Blackstone is taking out an insurance policy of sorts in its takeover of Thomson Reuters’ financial-data division. The $20 billion buyout comes with features that enhance the Canadian seller’s upside if things go well, but leaves it with relatively more of the downside if they don’t.

Steve Schwarzman’s investment firm is injecting $3 billion of equity alongside some co-investors to buy a 55 percent share of the Financial and Risk unit, known as F&R. Thomson Reuters, the parent company of Reuters, which includes Reuters Breakingviews, will keep a $2.5 billion stake. Blackstone also puts in $1 billion through preferred shares, public documents filed in February show – which behave largely like debt but aren’t treated like it by credit-ratings firms. They pay a 14.5 percent coupon in the form of more preferred shares.
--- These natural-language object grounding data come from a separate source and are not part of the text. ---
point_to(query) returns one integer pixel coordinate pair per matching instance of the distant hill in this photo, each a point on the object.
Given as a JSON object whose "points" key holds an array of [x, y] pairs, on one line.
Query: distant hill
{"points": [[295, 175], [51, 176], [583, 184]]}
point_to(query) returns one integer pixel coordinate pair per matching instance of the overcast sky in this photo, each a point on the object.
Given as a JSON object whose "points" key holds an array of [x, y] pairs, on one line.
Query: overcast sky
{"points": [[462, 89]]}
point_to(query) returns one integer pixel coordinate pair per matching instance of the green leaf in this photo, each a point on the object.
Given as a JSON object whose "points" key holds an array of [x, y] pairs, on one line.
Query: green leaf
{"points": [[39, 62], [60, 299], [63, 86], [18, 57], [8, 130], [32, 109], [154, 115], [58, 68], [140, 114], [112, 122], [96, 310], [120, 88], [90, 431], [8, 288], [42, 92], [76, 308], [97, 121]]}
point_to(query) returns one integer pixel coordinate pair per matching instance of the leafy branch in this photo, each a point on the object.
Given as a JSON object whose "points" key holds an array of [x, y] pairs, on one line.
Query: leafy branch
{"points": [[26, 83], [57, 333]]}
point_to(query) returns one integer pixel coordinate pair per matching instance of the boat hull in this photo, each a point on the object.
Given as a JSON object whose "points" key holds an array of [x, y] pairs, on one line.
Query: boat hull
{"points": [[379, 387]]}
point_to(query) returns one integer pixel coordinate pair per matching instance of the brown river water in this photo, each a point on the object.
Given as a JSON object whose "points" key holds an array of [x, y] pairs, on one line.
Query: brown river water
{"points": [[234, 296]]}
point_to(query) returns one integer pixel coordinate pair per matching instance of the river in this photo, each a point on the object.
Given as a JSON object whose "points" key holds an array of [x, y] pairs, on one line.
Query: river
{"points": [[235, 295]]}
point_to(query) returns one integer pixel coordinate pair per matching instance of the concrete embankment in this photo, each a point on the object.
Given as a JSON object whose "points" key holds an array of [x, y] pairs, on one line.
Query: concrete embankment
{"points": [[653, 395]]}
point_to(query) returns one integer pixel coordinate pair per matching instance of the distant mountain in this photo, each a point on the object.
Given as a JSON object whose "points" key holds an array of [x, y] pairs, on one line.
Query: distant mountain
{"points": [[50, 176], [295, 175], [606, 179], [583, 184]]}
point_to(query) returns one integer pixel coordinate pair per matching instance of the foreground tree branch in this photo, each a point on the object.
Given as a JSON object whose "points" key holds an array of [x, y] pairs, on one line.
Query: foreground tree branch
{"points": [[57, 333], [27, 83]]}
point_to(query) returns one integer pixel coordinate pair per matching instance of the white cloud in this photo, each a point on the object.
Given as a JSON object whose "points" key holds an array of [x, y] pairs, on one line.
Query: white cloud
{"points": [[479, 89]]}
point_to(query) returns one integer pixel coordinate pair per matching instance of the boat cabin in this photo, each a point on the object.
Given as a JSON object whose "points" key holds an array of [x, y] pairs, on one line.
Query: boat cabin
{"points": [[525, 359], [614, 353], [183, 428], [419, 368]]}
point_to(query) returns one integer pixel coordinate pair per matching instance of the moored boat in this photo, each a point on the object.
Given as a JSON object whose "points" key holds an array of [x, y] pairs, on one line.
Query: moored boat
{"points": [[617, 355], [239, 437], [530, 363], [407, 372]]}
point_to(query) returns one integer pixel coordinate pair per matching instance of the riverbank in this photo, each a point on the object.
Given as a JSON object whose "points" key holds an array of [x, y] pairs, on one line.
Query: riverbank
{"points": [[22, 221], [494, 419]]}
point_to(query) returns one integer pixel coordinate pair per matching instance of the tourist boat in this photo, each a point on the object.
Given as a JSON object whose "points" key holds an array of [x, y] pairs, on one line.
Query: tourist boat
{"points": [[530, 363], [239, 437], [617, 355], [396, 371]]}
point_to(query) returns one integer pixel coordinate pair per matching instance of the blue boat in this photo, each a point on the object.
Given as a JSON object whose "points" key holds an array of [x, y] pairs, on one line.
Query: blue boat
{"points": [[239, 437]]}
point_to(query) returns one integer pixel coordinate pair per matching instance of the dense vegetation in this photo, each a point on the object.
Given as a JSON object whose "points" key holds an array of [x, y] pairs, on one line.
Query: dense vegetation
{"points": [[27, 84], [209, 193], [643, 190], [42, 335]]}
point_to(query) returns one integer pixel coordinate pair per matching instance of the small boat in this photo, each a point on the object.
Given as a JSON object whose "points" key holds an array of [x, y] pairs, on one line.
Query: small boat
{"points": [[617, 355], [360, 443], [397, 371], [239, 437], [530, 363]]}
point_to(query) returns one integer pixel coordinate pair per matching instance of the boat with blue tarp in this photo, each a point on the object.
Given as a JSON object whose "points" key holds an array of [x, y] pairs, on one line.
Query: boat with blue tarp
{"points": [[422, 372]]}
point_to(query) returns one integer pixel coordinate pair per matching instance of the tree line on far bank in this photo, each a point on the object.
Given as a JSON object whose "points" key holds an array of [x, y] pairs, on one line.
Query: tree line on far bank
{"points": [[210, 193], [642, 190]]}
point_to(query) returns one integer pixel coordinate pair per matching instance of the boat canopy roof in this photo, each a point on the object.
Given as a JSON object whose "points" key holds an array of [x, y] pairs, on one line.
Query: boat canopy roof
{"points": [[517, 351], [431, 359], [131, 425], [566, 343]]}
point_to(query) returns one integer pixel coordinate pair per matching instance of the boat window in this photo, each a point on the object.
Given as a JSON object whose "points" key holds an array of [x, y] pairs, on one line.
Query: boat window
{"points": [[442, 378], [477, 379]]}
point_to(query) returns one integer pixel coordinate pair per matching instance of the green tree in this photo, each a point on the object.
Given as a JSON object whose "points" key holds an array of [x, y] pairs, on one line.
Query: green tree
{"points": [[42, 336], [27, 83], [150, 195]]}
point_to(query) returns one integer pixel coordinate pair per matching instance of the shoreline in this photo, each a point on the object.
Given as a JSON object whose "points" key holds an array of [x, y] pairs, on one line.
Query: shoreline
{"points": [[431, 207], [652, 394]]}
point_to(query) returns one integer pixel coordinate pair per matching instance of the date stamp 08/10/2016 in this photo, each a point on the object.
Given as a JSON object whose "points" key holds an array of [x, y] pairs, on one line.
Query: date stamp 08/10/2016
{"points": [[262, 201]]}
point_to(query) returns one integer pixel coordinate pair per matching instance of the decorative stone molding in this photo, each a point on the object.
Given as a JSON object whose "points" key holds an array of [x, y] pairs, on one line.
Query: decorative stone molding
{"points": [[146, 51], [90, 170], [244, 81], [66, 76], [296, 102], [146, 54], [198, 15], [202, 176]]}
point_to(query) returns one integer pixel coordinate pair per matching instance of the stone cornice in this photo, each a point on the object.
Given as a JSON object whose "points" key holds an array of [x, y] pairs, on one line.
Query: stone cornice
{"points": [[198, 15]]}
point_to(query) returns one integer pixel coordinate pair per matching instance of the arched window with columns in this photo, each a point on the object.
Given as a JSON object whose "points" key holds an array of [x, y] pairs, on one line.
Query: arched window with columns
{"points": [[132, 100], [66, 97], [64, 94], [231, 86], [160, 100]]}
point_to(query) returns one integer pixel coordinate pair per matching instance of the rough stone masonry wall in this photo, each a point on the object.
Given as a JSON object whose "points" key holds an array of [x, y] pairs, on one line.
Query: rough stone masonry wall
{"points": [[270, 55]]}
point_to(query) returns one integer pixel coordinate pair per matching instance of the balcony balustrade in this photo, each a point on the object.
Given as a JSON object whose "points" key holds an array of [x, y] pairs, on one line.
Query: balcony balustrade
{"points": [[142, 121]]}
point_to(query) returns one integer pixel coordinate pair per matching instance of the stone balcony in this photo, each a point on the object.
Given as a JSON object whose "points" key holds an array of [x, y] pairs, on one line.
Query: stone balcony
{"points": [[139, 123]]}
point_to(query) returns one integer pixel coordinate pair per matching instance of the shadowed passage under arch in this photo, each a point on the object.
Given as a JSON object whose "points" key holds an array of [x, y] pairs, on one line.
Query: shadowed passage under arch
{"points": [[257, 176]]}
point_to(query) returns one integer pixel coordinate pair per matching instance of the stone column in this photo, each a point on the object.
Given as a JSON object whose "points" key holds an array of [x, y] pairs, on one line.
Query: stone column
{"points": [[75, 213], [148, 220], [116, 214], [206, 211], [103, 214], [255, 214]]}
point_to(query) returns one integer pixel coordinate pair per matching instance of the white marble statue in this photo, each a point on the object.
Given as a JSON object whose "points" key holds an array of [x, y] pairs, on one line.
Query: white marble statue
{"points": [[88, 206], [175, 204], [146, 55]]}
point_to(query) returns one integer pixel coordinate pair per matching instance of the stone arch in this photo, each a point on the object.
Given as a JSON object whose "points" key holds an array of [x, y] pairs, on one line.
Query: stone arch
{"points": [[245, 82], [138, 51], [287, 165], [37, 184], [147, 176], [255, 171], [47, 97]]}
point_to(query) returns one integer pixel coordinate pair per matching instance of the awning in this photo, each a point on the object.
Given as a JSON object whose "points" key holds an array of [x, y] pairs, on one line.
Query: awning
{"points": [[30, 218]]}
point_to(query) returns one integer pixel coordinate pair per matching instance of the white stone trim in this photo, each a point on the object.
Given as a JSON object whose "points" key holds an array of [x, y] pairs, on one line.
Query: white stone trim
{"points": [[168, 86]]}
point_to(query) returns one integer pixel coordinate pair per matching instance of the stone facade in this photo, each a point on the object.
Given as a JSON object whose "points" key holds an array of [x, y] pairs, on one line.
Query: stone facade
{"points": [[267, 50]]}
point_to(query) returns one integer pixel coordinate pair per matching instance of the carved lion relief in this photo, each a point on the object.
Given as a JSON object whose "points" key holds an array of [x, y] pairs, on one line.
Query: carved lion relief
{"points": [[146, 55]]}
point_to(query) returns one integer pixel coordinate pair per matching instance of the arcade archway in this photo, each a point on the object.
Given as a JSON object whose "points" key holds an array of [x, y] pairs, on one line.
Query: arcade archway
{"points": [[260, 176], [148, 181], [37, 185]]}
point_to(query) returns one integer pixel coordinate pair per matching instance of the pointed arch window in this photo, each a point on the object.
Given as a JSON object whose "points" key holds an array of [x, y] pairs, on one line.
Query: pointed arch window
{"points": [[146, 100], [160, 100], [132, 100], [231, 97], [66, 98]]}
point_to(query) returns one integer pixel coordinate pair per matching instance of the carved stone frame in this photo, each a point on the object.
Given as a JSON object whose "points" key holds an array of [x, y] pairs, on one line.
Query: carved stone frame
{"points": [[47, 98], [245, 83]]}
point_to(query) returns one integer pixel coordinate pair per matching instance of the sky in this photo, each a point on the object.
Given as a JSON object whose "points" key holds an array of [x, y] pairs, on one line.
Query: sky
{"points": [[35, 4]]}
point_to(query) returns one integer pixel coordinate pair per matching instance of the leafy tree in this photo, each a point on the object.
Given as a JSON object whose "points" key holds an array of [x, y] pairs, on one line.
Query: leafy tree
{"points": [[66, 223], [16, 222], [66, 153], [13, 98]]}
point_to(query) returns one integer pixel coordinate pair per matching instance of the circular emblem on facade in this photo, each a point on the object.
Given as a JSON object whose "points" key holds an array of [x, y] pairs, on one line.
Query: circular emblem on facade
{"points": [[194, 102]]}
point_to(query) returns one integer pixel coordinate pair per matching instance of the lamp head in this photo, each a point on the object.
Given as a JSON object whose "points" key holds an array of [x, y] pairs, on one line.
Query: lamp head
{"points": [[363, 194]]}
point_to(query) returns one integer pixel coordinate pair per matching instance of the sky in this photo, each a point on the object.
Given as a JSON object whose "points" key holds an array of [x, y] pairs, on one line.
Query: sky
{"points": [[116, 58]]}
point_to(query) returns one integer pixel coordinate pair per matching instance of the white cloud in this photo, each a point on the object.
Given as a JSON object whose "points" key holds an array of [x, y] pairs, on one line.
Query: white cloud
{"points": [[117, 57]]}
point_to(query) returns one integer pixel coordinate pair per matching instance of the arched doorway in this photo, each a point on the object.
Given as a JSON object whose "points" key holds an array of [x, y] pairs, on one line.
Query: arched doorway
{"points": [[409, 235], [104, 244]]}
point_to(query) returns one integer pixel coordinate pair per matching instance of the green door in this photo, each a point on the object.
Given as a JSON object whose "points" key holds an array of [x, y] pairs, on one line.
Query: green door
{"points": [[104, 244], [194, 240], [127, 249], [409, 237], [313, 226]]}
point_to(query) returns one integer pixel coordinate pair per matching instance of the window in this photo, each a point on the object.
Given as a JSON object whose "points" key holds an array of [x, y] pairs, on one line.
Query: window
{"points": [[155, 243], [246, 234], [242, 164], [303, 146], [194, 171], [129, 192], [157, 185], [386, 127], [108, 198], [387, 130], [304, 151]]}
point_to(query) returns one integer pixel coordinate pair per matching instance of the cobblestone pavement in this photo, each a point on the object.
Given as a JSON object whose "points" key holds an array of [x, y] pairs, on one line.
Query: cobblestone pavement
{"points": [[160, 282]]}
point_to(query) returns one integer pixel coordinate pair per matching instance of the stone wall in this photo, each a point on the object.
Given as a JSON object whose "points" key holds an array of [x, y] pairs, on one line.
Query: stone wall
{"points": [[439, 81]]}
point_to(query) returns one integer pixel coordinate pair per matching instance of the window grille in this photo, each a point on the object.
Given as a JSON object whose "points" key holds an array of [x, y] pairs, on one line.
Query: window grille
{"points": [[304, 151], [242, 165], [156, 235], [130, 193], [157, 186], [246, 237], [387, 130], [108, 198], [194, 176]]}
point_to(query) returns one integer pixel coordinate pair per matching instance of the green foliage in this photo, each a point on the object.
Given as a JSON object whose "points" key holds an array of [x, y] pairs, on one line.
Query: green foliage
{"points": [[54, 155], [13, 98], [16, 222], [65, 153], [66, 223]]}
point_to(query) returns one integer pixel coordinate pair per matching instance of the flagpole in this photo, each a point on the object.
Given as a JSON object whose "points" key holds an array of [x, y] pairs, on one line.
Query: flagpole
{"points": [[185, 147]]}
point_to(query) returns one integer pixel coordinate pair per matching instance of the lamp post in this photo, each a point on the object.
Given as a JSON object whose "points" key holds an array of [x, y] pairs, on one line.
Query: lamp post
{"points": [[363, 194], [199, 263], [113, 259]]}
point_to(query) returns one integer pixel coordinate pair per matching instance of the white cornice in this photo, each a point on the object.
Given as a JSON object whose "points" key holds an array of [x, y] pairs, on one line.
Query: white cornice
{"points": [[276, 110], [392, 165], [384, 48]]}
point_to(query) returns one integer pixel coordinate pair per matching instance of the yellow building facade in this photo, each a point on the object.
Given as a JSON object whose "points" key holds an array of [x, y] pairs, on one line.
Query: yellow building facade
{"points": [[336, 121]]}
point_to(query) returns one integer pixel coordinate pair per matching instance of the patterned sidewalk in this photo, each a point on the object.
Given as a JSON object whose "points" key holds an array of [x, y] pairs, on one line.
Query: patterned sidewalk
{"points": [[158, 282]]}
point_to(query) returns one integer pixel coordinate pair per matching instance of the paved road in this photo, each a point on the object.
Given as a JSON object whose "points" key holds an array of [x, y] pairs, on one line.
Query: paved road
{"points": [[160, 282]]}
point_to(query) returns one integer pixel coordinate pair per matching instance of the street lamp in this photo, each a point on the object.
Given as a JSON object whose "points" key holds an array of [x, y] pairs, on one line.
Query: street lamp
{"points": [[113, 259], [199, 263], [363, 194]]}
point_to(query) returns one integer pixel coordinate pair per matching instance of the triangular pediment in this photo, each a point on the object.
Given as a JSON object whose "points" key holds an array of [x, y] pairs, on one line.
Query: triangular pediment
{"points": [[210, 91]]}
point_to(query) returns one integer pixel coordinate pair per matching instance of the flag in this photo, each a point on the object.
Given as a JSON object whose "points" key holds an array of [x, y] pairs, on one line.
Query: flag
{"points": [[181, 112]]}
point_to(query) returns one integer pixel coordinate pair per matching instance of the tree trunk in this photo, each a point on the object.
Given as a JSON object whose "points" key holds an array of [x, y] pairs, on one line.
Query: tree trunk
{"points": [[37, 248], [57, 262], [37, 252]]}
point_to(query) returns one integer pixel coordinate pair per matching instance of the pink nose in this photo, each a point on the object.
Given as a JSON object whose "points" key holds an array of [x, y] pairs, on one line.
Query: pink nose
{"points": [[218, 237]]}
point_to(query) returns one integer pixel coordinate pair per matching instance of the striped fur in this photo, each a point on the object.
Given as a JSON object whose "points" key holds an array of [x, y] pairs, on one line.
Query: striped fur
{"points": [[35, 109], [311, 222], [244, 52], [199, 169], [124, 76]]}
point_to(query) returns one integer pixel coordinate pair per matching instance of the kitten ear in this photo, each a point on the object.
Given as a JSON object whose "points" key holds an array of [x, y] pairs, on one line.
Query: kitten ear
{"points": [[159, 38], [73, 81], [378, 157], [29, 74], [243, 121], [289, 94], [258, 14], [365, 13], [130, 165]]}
The first layer of protection against having struck a deal at an unfavorable price goes to Thomson Reuters. By remaining a 45 percent owner, it ensures that if Blackstone makes a success of things, it reaps some of the gains. There is another mechanism, too, to spare the company controlled by Canada’s wealthiest family from suggestions they sold on the cheap: if Blackstone’s annualized return beats 20 percent, Thomson Reuters’ stake rises to 47.6 percent.